認知症フォーラム「あきらめない」(横浜)実施しました

認知症の医療やケアの最新情報をお伝えするフォーラム「あきらめない〜最新医療と社会の支え〜」を、10月10日(水曜日)、横浜市の神奈川県民ホール小ホールで実施しました。全国8会場で実施してきたフォーラムの最終回です。

写真:舞台全景。講師が4人並ぶ。中央にスクリーン。

医療と介護

写真:小阪氏と櫻井氏

フォーラムでは、まず、ほうゆう病院(横浜)院長の小阪 憲司さんと、医療法人新光会オリーブの家ホーム長の櫻井 正子さんが、認知症の医療と介護の最新情報を紹介しました。
櫻井さんは、「センター方式」という介護の方法について説明しました。認知症の人ご本人の気持ちに寄り添う介護をするための方法です。

若年認知症

フォーラム後半では、若年認知症について話し合いました。若年認知症は、65歳未満で発症する認知症です。働き盛りで発症し退職せざるをえなくなる人も多く、「生きがい」「働きがい」をどう提供するか、大きな課題になっています。

写真:井上氏

井上 かつ子さんの夫も、若年認知症です。
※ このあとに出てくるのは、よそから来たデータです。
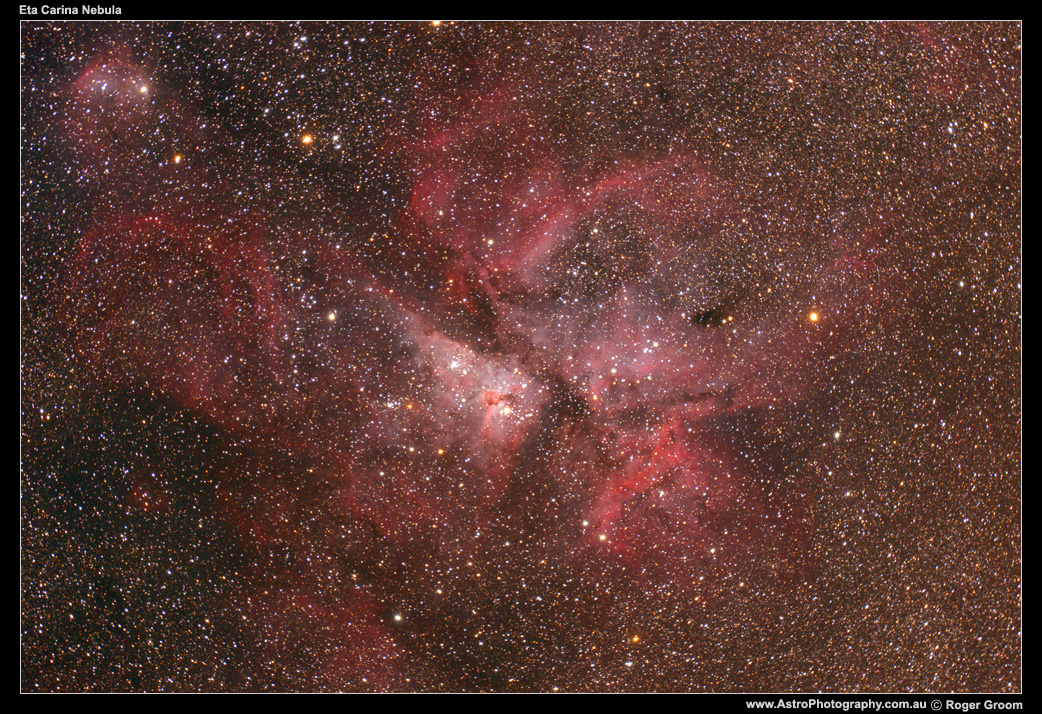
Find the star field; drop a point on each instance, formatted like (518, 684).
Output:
(520, 357)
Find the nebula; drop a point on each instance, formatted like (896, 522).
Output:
(538, 389)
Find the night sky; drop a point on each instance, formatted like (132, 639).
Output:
(538, 357)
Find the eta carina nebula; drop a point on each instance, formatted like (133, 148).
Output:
(520, 358)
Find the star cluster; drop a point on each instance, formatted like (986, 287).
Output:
(520, 357)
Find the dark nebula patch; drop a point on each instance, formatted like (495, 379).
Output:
(507, 357)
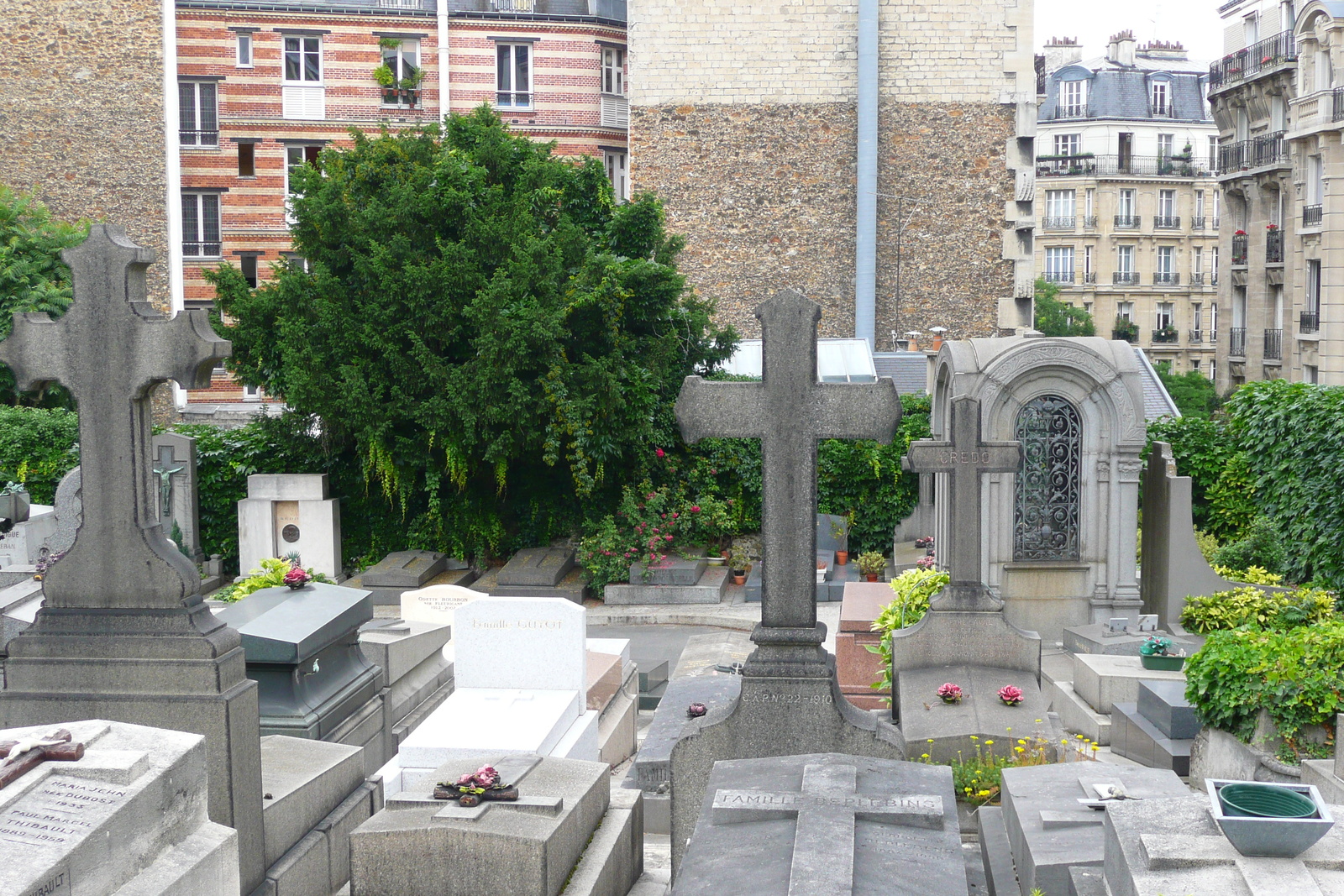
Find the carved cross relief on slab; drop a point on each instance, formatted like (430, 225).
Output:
(788, 410)
(111, 349)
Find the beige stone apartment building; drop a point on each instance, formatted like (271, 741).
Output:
(1126, 202)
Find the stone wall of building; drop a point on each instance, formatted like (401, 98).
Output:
(82, 114)
(765, 196)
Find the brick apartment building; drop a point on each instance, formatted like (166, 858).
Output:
(264, 86)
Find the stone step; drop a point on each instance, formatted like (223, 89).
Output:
(1136, 738)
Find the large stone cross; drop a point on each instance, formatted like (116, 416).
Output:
(111, 349)
(788, 410)
(826, 809)
(964, 457)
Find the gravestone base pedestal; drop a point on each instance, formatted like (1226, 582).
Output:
(178, 669)
(790, 705)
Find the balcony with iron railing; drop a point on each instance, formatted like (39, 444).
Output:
(1122, 165)
(1253, 60)
(1274, 246)
(1240, 244)
(1273, 344)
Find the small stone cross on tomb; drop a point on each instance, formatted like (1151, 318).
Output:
(964, 458)
(826, 809)
(788, 410)
(1263, 876)
(111, 349)
(22, 757)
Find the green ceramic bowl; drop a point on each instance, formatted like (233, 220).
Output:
(1265, 801)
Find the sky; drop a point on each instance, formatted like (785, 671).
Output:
(1195, 23)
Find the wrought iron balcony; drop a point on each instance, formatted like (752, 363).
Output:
(1273, 344)
(1252, 60)
(1274, 246)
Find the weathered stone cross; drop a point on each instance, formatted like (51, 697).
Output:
(111, 349)
(964, 458)
(790, 410)
(827, 809)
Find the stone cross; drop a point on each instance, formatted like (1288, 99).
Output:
(826, 810)
(24, 757)
(1263, 876)
(964, 457)
(111, 349)
(788, 410)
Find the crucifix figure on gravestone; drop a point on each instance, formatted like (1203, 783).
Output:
(826, 812)
(165, 472)
(788, 410)
(964, 457)
(111, 349)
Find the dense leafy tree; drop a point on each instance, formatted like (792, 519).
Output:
(496, 338)
(33, 277)
(1059, 318)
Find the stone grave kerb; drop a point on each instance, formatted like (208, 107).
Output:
(790, 700)
(124, 633)
(111, 349)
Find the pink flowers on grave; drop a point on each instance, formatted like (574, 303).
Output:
(297, 577)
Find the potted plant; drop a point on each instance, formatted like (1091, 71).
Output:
(13, 501)
(739, 563)
(871, 563)
(1155, 653)
(840, 532)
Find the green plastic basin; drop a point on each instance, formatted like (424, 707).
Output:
(1265, 801)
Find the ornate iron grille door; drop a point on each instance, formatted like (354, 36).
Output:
(1046, 506)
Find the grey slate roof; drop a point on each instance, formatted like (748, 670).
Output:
(907, 369)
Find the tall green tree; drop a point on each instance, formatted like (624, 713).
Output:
(33, 277)
(1059, 318)
(496, 338)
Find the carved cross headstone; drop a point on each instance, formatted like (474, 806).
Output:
(964, 457)
(788, 410)
(826, 809)
(111, 349)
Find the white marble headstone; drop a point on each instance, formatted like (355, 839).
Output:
(521, 642)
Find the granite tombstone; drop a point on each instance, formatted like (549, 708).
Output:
(790, 700)
(124, 633)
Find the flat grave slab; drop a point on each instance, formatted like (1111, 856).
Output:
(1050, 831)
(1164, 846)
(129, 817)
(423, 846)
(951, 727)
(826, 825)
(1102, 680)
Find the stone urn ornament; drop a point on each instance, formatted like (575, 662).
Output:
(476, 786)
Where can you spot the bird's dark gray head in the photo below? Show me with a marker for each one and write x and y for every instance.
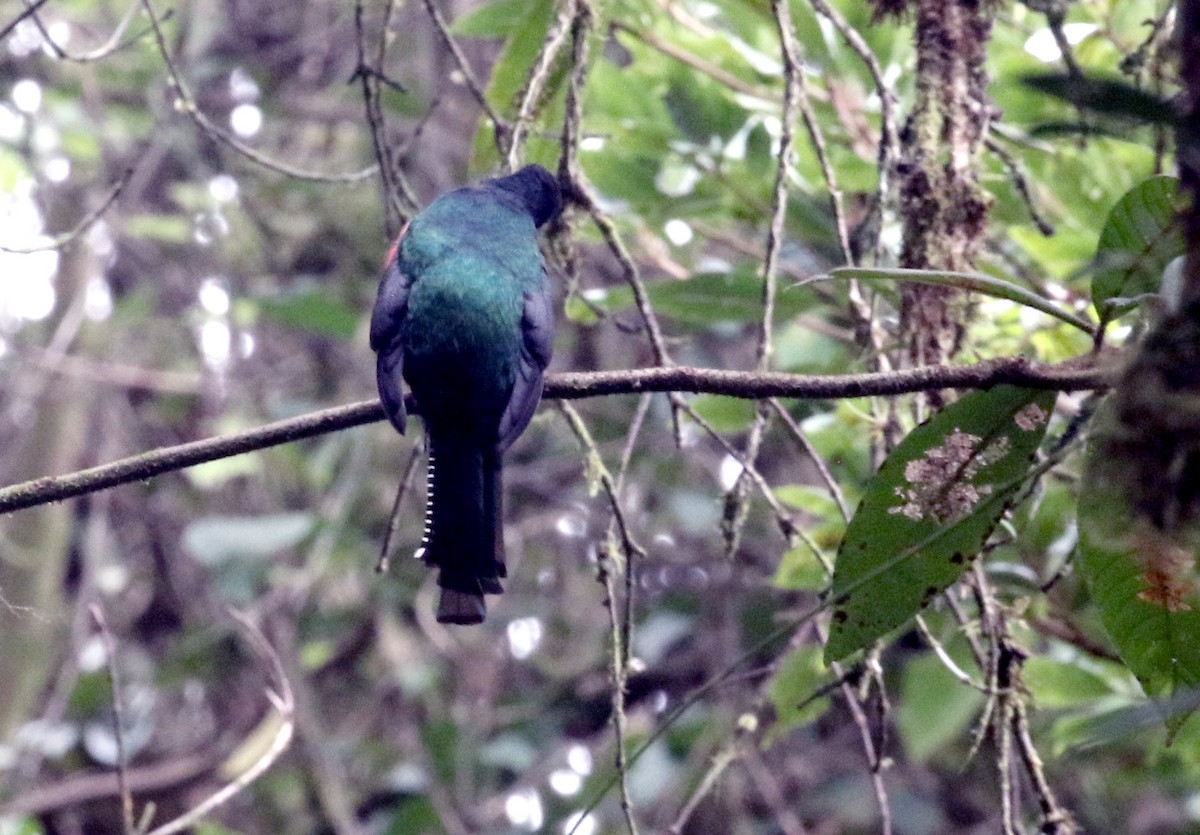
(538, 190)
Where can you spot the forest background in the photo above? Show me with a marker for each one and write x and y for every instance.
(196, 199)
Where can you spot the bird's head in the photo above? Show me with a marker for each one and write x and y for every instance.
(537, 188)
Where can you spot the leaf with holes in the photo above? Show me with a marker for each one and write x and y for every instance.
(1140, 238)
(929, 510)
(1143, 580)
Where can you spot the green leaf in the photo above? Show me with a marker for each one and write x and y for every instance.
(493, 19)
(707, 298)
(526, 36)
(929, 510)
(315, 311)
(1068, 684)
(1140, 238)
(973, 282)
(221, 539)
(1143, 580)
(799, 570)
(798, 678)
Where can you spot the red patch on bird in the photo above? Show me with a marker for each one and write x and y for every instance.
(395, 247)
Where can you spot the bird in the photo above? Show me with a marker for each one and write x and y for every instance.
(465, 317)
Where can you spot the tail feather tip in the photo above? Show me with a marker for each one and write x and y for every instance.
(461, 608)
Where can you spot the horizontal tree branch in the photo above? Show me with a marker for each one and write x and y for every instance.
(575, 385)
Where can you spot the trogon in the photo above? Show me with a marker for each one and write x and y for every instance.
(465, 317)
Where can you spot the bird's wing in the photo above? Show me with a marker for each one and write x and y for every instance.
(537, 343)
(387, 319)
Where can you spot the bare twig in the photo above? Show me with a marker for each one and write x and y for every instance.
(90, 218)
(1021, 184)
(696, 62)
(399, 200)
(502, 127)
(186, 102)
(815, 457)
(721, 761)
(600, 473)
(531, 95)
(123, 785)
(29, 11)
(282, 701)
(749, 385)
(103, 50)
(619, 626)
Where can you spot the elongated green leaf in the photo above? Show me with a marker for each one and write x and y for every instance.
(935, 707)
(1143, 580)
(1109, 96)
(492, 19)
(313, 311)
(707, 298)
(1139, 240)
(793, 691)
(929, 510)
(217, 539)
(975, 282)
井上さんは、ほかの若年認知症の人や家族と支えあおうと、グループ「どんどん」を立ち上げました。
井上さんは、「どんどんでは、Tシャツを作って皆さんに買ってもらっています。売り上げに少し金額を足して、みんなで旅行にも行きました。若年認知症の方も、どんどん外に出て行こうということで「どんどん」と付けました。Tシャツのマークは夫が作りました。出来ることをやってもらって、本人のやりがいや生きがいに繋げています。」と語りました。

地域で支える

フォーラムの最後は、認知症の人と家族を地域で支えるとりくみです。特に横浜市のような大都市では、近所の人どうしの、もともとのつながりが弱く、認知症になっても住みやすい地域にするためには、自治体の努力が欠かせません。

写真:梅澤さん

横浜市高齢健康福祉課の梅澤 厚也さんは、市の取り組みについて、「中学校のエリアに一つずつ、「地域ケアプラザ」を作ってます。現在109館あり、最終目標は、中学校エリア147箇所全てに作ることです。そのほか、「地域包括支援センター」を各地域に設置しています。困ったら近くの地域包括支援センターの門をたたいて欲しいです。また、住民の方といっしょになって徘徊するお年寄りを守ろうと、「徘徊高齢者SOSネットワーク」という取り組みを実施している区もあります。ひとりひとりの力は小さくても、皆が力を持ち込めば、大きな力になります。ぜひ、このような活動に参加して欲しいです。」と語りました。


8会場 ご参加ありがとうございました

絵:鳥がきれいな軌跡を描きながら飛んでいく

認知症フォーラム「あきらめない〜最新医療と社会の支え〜」は、

  • 主催:NHK、NHK厚生文化事業団、読売新聞社
  • 後援:厚生労働省、社団法人 認知症の人と家族の会
  • 協賛:株式会社 ツムラ

で実施しました。6月2日の東京会場からスタートし、名古屋、福岡、仙台、札幌、広島、大阪、横浜の8会場で開催してまいりました。
8900件の申し込みをいただき、抽選の結果、4400人にご参加いただきました。ありがとうございました。

放送予定

大阪会場のフォーラムの模様は、このあと、NHKのテレビで放送されます。

「日曜フォーラム」(教育テレビ)
11月11日(日)午後6時から7時まで

の予定です。ご覧ください。


横浜会場の出演者のプロフィール

小阪 憲司(ほうゆう病院(横浜) 院長)
1939年生まれ。金沢大学医学部卒業。現在、医療法人社団鵬友会 ほうゆう病院院長、横浜市立大学名誉教授、聖マリアンナ医学研究所所長。専門は認知症の臨床と脳病理の研究で、「レビー小体型認知症」を発見し、1976年以降の一連の報告の中で明らかにした。認知症研究で世界的に知られている。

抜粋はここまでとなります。